First I found love, then love helped me find the “beginner” bike I plan to ride til I croak.
My boyfriend, Justin, and I planned a motorcycle adventure through Mexico, nay, the world, and needed matching dual-sports small enough for me, yet big enough for him to tolerate. So we ride a pair of Yamaha XT225s. Today’s big adventure bikes, though well equipped and amazingly capable, are unnecessarily tall and heavy for my five-feet, two-inch (er, OK, five-feet, one-inch) frame. Even on the tip of my toes, sitting atop my small-displacement dual-sport, I feel capable and in control, as I should.
It wasn’t always that way. The motorcycling influences in my life, from my father to friends, tended to ride big cruisers and upright standards. So when I felt ready to move on from my first bike, a Honda CM200, I got a friend’s 700 cc Honda Shadow. Having only been exposed to “road warriors,” I overlooked unfamiliar options. Yes, the Shadow was heavy, but the bike was low to the ground, so the weight didn’t bother me. At first.
Beaming with pride, I clumsily cruised down the highway on my Shadow. Eventually, I realized it didn't perform the way I needed, and honestly, I couldn't pick the damn thing up! Found that out the hard way.
Most of the people on the planet ride bikes under 300 cc (as we've noticed on our journeys) because speed limits hardly exceed 100 kph and 90 percent of the world's roads aren't paved! Why would we need anything heavier, faster or more technical? Right?
Choosing the right adventure bike
For every kind of riding or terrain, there's a proper bike. Actually, there are a few.
Since we plan to ride around the world, Justin picked our smaller dual-sports carefully. The man is certainly not as "petite" as I am, but our XT225s are big enough that he doesn't look like a clown riding them and they’re small enough for me to handle proficiently. It's the appropriate bike for the intended use, which in this case is on-road and off-road adventure motorcycling.
There are three reasons we decided these dual-sport “beginner bikes” were the right choice for our adventure.
For many people choosing a motorcycle, the "look" seems to be the most important detail. That rarely leads someone to buy a smaller motorcycle. But when all the other traits matter, they move to the foreground.

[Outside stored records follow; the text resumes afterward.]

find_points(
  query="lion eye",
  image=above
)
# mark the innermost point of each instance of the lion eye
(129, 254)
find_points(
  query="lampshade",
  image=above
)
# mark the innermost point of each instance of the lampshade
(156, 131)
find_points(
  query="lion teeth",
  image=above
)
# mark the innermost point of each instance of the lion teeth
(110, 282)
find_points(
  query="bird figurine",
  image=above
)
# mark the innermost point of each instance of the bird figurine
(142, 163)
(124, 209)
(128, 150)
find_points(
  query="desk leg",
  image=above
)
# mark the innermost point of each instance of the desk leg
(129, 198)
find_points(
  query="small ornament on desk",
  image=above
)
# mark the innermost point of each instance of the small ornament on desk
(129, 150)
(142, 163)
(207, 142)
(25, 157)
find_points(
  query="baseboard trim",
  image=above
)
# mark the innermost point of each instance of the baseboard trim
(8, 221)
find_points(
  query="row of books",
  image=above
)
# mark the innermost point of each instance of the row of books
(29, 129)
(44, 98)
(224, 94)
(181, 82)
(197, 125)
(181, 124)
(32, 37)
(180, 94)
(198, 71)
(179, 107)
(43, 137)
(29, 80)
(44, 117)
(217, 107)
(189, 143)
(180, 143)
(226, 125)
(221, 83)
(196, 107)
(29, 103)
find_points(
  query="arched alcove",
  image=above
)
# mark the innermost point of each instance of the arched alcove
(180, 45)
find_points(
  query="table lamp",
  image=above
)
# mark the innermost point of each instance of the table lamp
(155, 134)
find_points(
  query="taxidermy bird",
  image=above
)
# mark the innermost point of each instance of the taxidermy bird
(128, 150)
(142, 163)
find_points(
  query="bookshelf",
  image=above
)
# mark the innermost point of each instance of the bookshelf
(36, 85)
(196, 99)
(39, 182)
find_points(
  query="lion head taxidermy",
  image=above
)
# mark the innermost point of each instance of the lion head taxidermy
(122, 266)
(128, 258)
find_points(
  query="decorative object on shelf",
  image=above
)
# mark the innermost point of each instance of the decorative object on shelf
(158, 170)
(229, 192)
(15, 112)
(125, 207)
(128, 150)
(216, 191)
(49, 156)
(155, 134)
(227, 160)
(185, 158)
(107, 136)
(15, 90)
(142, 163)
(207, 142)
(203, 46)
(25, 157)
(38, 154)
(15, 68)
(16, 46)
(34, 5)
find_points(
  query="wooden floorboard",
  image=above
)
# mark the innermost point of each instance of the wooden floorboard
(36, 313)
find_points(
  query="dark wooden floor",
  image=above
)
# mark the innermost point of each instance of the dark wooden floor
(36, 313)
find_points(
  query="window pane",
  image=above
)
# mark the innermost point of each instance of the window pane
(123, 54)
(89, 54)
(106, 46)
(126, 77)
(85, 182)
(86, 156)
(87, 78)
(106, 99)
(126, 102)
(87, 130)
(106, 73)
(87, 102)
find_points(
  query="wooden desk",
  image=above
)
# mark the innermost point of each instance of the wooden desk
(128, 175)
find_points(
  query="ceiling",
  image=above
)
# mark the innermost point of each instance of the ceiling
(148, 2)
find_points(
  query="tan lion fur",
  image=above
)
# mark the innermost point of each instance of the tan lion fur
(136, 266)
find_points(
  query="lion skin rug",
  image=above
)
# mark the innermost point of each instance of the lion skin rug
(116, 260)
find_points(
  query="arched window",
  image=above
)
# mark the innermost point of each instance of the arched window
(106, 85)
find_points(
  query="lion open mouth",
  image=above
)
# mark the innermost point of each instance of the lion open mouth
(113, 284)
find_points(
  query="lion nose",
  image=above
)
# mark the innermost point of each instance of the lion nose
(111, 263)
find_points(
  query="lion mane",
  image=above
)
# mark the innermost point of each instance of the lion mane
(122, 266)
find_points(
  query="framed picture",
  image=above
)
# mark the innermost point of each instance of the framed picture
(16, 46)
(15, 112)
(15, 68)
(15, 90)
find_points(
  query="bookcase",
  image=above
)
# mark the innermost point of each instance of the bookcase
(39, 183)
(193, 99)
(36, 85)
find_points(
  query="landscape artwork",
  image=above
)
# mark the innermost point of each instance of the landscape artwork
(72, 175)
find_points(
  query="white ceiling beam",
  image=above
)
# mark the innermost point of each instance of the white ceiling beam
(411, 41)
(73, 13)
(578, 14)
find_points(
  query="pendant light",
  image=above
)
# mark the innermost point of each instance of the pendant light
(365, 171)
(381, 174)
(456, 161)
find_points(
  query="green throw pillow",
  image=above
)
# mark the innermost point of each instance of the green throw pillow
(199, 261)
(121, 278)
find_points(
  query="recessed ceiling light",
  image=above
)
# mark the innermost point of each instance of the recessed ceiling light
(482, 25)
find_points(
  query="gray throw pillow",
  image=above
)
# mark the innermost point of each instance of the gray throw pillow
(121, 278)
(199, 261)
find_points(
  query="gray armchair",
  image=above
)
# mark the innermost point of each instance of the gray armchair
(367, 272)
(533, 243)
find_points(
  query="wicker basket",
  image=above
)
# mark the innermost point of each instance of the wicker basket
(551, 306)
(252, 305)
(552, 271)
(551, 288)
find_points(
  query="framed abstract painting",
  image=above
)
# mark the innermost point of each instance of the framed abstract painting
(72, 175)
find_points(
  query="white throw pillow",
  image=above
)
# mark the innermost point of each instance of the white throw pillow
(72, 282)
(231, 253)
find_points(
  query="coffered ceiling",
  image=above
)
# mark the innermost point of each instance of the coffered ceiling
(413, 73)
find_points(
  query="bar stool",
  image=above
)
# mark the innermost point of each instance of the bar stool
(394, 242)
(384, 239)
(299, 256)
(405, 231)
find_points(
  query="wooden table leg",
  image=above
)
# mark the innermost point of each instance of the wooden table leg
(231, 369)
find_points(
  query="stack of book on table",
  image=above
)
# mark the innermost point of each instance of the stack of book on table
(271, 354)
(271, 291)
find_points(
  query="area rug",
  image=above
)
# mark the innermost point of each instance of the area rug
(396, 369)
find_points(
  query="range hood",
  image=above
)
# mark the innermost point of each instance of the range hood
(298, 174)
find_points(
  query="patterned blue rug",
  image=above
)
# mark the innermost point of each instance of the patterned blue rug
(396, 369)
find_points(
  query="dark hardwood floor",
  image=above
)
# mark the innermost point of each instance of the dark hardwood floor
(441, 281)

Our dual-sport “beginner” bikes can take on just about all the obstacles any other bike can. They may not be as comfortable, but they can do the job. And they can do all the jobs: keep up on freeways, climb a rocky hill, push through sand, and, in high-traffic areas, they're slim enough to lane-split like a boss. I have put only 5,000 miles on the odometer since picking up my XT, but I've ridden every kind of terrain I could get two wheels on.
Whether we want to admit it or not, size matters. Wet and loaded, my XT only weighs about 240 pounds.
Size matters even more when you leave pavement. When the bike falls over, you’re responsible for getting it back on its wheels, maybe multiple times. How much weight do you want to pick up? If you find yourself acting as the cushion to break your bike's fall, how much weight do you want on top of you?
With less weight, the engine and brakes don’t have to work quite as hard. Fuel efficiency is better. With the 4.1-gallon aftermarket Clarke tanks on our XT225s, and our average of around 60 miles per gallon, we have good range. Six speeds and light weight combine to let me cruise the freeway comfortably or tractor over difficult obstacles in low gear. It's perfect — for me. As every bike should be for its rider!
Most entry-level dual-sports are models that have been around for a quite some time. They have history. Many people are familiar with them and a great deal of information is available. They’re not complicated to fix or expensive to maintain. Parts are abundant. Smaller bikes equal smaller parts, and theoretically, less expensive parts.
Buying a smaller dual-sport can run you as little as a few hundred dollars — if you're willing to do some work — or as much as a few thousand, for one in good condition. These types of bikes are often so cheap that you could pick up a slightly damaged iteration and keep it as a source for spares. Spending less on the purchase of the motorcycle leaves you more money to outfit it for your specific needs.
An often overlooked expense for international adventure travel is shipping your motorcycle. Costs and availability are typically based on size and weight. A simple dual-sport may even be broken down and then reassembled.
Small bikes can carry less, but that can also be a positive. The less you can carry, the less you will carry, and hopefully the more you'll enjoy your trip, not weighed down by a surplus of "things." You're taking a journey away from home, not taking your home on a journey!
In the end
Put aesthetics aside and imagine the perfect adventure bike for your height, weight, strength, agility and most importantly, your true needs. What would it be? Would it be the 900-pound road warrior fully equipped for high-speed pavement travel and ill-equipped for off-road or even bad-road use? Or perhaps the 600-pound monster promising adventure and glory, but also getting stuck in the sand? Or would it be a simple, lightweight, slim, small-displacement dual-sport that will fit in with the locals in adventurous locales around the world?
OK, this all sounds a bit biased, but you already know my choice. So, before your next adventure, ask yourself: How much stuff do you need, how much money do you want to spend, how many times can you pick up your bike, and how much fun will you have?